Discussion 6 Supplementary Notebook – Data 100, Spring 2020¶

by Suraj Rampure (suraj.rampure@berkeley.edu)

This notebook was created to help illustrate some of the questions in Discussion 6 of Spring 2020. It will be posted here, along with the slides that I created for this discussion.

Raw notebook

import pandas as pd
import numpy as np
import matplotlib.pyplot as plt
%matplotlib inline
import plotly.express as px

Regression Notions¶

Question 9¶

df = pd.DataFrame({
    'x': [2, 1, 9, 7, 8, 2, 3, 3, 5, 3],
    'y': [17, 18, 14, 4, 1, 15, 17, 3, 10, 6],
    'z': [38, 38, 46, 22, 18, 34, 40, 12, 30, 18]
})
df

plt.scatter(df['x'], df['z'])

<matplotlib.collections.PathCollection at 0x7f56fc3de160>

As we can see, the correlation between $x$ and $z$ is weak.

np.corrcoef(df['x'], df['z'])[1][0]

-0.0655225542370978

fig = px.scatter_3d(df, x = 'x', y = 'y', z = 'z')
fig.show()

Here, we see that as $x$ and $y$ increase, $z$ increases. You can think of our points as lying on the plane $z = 2x + 2y$.

plt.scatter(2*df['x'] + 2*df['y'], df['z'], color = 'red')
plt.plot([10, 50], [10, 50]); # plotting y = x

When we scatter $z$ vs $2x + 2y$, we see that our points lie directly on the line $y = x$.

Question 10¶

Note: The code used to generate the plots for this problem is random, and so you'll get different results each time you run it.

First, we re-create the leftmost plot, and experiment with what happens when we remove the dot.

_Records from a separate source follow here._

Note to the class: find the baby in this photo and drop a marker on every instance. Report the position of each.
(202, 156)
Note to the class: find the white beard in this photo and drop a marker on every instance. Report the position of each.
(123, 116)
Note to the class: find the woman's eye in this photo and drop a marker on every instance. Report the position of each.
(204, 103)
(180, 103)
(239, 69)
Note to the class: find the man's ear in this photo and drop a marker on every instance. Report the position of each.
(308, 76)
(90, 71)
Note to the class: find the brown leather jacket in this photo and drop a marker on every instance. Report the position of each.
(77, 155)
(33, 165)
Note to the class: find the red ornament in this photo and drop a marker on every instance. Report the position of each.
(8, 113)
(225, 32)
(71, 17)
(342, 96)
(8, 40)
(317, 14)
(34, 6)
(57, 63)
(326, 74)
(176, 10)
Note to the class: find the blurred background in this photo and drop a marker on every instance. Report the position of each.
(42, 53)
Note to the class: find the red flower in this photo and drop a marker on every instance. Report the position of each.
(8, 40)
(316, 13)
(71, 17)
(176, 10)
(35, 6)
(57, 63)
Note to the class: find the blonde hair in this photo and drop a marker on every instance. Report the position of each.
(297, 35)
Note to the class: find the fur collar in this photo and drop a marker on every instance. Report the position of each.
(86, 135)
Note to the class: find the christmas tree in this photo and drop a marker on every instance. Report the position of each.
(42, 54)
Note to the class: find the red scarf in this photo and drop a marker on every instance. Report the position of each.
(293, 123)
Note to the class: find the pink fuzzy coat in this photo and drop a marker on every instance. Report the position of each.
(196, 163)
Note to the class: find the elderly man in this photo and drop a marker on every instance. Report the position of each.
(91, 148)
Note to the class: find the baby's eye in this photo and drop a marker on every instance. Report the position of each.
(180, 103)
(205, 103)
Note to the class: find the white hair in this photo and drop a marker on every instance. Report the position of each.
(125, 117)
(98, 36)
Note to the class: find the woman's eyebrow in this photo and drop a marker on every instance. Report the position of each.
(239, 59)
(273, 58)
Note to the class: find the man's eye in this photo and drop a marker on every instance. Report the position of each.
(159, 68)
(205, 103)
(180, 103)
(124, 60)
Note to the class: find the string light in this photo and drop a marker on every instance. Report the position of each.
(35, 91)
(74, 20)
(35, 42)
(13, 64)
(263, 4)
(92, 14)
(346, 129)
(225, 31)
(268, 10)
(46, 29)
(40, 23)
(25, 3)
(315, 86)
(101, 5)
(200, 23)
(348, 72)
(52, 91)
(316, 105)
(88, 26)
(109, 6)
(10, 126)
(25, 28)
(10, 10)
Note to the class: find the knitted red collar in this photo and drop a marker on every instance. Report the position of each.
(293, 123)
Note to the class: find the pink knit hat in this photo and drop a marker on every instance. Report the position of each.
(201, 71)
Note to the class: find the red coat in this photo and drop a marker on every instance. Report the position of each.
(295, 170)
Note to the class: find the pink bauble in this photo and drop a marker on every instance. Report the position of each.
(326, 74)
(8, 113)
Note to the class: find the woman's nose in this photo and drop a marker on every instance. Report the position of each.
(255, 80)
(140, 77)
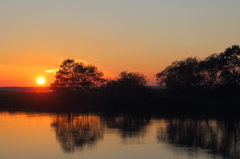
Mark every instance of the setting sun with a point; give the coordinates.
(41, 80)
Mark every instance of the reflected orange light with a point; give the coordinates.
(41, 81)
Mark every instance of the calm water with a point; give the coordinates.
(88, 136)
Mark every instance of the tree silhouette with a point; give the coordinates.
(193, 74)
(73, 75)
(230, 66)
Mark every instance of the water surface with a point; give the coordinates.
(35, 135)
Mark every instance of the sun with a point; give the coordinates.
(41, 80)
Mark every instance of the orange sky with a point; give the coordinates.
(143, 36)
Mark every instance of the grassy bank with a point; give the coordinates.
(211, 103)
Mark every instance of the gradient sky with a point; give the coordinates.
(114, 35)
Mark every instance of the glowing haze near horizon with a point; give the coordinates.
(133, 35)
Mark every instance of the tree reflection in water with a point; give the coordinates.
(76, 132)
(217, 137)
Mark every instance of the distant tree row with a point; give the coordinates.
(74, 76)
(217, 70)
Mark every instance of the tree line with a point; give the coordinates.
(215, 71)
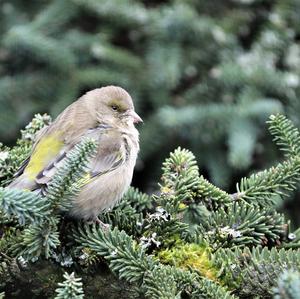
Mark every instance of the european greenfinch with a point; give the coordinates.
(106, 115)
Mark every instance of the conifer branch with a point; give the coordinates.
(71, 288)
(286, 135)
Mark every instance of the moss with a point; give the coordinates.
(189, 256)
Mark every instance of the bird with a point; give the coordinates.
(106, 115)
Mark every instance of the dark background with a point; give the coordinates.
(204, 75)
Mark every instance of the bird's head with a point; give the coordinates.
(114, 106)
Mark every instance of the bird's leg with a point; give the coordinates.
(103, 225)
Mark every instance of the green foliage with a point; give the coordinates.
(254, 273)
(203, 76)
(241, 224)
(26, 206)
(279, 180)
(288, 285)
(71, 288)
(191, 240)
(70, 177)
(286, 136)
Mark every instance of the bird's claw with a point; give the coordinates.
(104, 226)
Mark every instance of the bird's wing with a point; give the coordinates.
(109, 156)
(24, 164)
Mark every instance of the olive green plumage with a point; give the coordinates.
(106, 115)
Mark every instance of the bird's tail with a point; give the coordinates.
(23, 182)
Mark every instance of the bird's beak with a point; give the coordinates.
(136, 118)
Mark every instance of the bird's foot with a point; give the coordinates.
(104, 226)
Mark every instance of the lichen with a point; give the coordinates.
(189, 256)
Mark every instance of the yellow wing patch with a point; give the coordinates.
(45, 151)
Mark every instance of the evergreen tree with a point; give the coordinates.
(215, 70)
(190, 240)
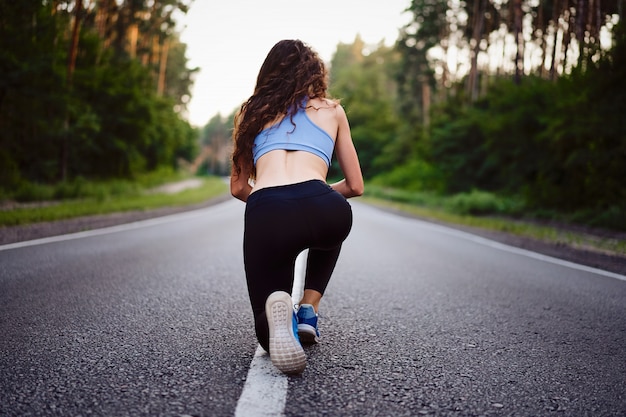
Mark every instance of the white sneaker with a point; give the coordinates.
(285, 349)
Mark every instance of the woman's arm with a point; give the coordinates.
(352, 185)
(239, 186)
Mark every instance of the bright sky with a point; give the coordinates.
(229, 39)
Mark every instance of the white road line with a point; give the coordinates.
(265, 391)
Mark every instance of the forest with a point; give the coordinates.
(91, 89)
(521, 101)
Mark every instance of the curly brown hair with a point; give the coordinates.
(291, 71)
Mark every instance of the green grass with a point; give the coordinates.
(488, 212)
(104, 198)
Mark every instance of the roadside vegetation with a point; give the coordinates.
(83, 198)
(486, 211)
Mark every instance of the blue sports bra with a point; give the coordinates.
(301, 135)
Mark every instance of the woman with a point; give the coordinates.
(284, 137)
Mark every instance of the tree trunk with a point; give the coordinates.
(519, 40)
(477, 30)
(71, 65)
(555, 23)
(163, 67)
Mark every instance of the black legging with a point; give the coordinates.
(281, 222)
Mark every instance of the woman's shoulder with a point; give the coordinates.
(334, 106)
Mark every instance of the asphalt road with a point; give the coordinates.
(418, 320)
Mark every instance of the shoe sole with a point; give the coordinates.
(286, 351)
(307, 334)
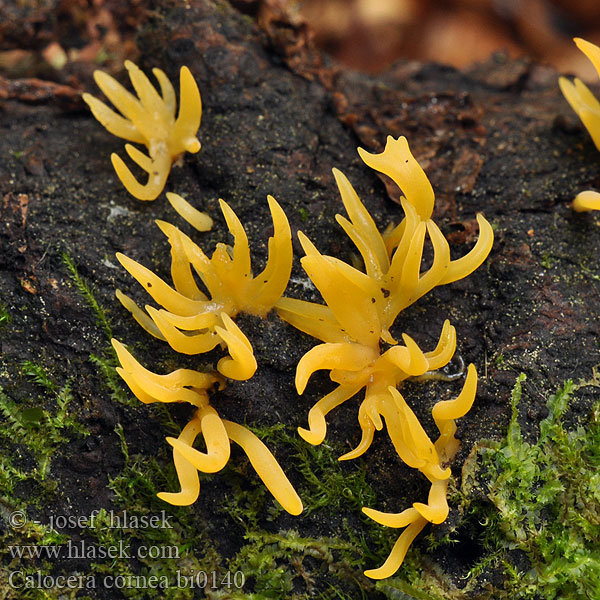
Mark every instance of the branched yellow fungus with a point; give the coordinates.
(355, 366)
(185, 385)
(587, 107)
(150, 120)
(193, 322)
(413, 445)
(362, 306)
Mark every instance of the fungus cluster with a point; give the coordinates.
(587, 108)
(149, 120)
(192, 321)
(360, 309)
(196, 311)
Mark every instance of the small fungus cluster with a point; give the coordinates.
(149, 120)
(587, 108)
(360, 309)
(197, 310)
(193, 322)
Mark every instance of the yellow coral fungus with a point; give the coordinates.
(434, 457)
(587, 107)
(149, 120)
(185, 385)
(193, 322)
(362, 306)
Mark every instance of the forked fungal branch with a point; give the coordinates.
(150, 120)
(360, 308)
(193, 322)
(587, 107)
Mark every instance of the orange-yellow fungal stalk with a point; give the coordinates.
(151, 120)
(587, 107)
(185, 385)
(192, 321)
(434, 457)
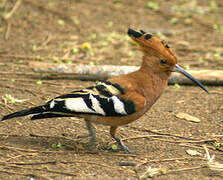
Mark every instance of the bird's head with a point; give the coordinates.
(158, 57)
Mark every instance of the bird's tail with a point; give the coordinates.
(31, 111)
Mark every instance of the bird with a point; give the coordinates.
(121, 99)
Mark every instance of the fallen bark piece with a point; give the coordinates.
(188, 117)
(102, 72)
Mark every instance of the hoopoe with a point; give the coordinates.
(119, 100)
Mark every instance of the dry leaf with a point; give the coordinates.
(193, 152)
(188, 117)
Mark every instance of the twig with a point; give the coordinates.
(38, 169)
(8, 30)
(25, 174)
(166, 134)
(170, 159)
(185, 169)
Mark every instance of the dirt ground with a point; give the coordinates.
(94, 32)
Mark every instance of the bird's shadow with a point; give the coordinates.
(43, 143)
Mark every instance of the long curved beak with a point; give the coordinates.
(179, 69)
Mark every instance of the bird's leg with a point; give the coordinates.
(119, 141)
(91, 134)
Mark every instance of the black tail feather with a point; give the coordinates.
(35, 110)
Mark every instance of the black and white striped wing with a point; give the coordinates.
(102, 99)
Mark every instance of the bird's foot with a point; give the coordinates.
(123, 146)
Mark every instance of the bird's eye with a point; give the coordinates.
(163, 61)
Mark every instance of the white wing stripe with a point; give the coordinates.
(77, 105)
(96, 105)
(118, 105)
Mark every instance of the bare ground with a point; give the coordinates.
(94, 32)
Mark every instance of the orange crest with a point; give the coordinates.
(150, 44)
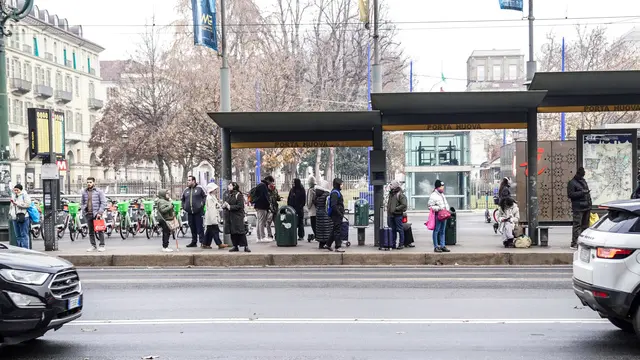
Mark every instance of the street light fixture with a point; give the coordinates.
(7, 13)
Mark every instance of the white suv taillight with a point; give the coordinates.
(613, 253)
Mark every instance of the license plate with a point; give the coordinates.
(75, 302)
(585, 254)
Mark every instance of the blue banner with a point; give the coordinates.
(511, 5)
(204, 23)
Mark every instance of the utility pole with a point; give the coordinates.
(7, 13)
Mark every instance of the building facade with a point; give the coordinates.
(51, 65)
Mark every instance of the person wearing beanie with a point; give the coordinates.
(336, 213)
(311, 206)
(396, 206)
(438, 202)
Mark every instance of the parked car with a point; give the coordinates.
(38, 293)
(606, 266)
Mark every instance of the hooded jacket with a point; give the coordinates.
(164, 206)
(212, 216)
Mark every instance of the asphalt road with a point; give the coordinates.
(332, 313)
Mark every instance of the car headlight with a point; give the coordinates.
(24, 277)
(25, 301)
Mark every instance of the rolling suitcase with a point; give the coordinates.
(386, 239)
(344, 233)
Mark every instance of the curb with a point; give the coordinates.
(328, 259)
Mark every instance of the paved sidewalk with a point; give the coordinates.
(477, 245)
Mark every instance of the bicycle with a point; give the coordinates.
(77, 224)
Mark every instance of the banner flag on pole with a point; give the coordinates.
(511, 5)
(204, 23)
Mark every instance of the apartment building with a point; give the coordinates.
(50, 64)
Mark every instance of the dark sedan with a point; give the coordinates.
(38, 293)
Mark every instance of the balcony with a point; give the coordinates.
(43, 92)
(63, 97)
(95, 104)
(20, 86)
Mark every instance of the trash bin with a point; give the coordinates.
(361, 213)
(451, 229)
(286, 226)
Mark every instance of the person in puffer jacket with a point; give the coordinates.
(437, 202)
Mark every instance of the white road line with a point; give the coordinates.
(312, 280)
(330, 321)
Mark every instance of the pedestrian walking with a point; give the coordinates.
(438, 202)
(324, 225)
(234, 218)
(261, 202)
(396, 206)
(274, 198)
(336, 213)
(212, 218)
(20, 202)
(297, 199)
(167, 214)
(193, 200)
(93, 204)
(311, 206)
(580, 195)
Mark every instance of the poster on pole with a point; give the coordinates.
(511, 5)
(204, 23)
(609, 158)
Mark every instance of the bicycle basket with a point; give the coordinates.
(123, 207)
(73, 209)
(148, 206)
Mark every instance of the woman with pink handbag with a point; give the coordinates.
(439, 208)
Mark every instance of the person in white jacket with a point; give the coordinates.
(212, 218)
(438, 202)
(508, 217)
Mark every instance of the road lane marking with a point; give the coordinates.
(331, 321)
(312, 280)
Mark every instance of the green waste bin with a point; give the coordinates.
(286, 227)
(451, 229)
(361, 213)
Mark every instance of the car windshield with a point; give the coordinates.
(619, 221)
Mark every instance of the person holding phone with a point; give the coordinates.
(20, 202)
(580, 196)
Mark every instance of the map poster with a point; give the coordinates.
(609, 160)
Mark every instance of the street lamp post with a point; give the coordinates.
(7, 13)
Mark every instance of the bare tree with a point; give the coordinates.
(591, 51)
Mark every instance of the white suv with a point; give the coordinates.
(606, 267)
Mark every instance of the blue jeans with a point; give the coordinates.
(438, 233)
(395, 223)
(22, 232)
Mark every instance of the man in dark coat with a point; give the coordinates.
(336, 213)
(580, 195)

x = np.random.normal(0, 1, 50)
y = x + np.random.normal(0, 0.5, 50)
outlier = (-3, 5)

plt.scatter(x, y);
plt.scatter(outlier[0], outlier[1], color = 'g');

# correlation with outlier
np.corrcoef(np.append(x, outlier[0]), np.append(y, outlier[1]))[1][0]

0.43779233069123286

# correlation without outlier
np.corrcoef(x, y)[1][0]

0.8886938363724527

# ignore this magic – creates the line of best fit
def plot_best_fit(x, y):
    plt.plot(np.unique(x), np.poly1d(np.polyfit(x, y, 1))(np.unique(x)), color = 'r')

# line of best fit, with outlier
plot_best_fit(np.append(x, outlier[0]), np.append(y, outlier[1]));
plt.scatter(x, y);
plt.scatter(outlier[0], outlier[1], color = 'g');

# line of best fit, without outlier
plot_best_fit(x, y);
plt.scatter(x, y);

As we can see, when we drop the outlier, our "line of best fit" becomes much more accurate, and the correlation between our x and y lists becomes significantly stronger.

Let's take a look at the second plot.

x = np.random.normal(0, 2, 50)
y = np.random.normal(0, 2, 50)
outlier = (8, 8)

plt.scatter(x, y);
plt.scatter(outlier[0], outlier[1], color = 'g');

# correlation with outlier
np.corrcoef(np.append(x, outlier[0]), np.append(y, outlier[1]))[1][0]

0.2372070839437497

# correlation without outlier
np.corrcoef(x, y)[1][0]

0.011036820542233863

# line of best fit, with outlier
plot_best_fit(np.append(x, outlier[0]), np.append(y, outlier[1]));
plt.scatter(x, y);
plt.scatter(outlier[0], outlier[1], color = 'g');

# line of best fit, without outlier
plot_best_fit(x, y);
plt.scatter(x, y);

In this case, the strength of our correlation drops when removing the outlier. The outlier tries to strengthen the "up and to the right" trend, which doesn't really exist without it. (Depending on when you run this, you may actually see a negative correlation in either case.)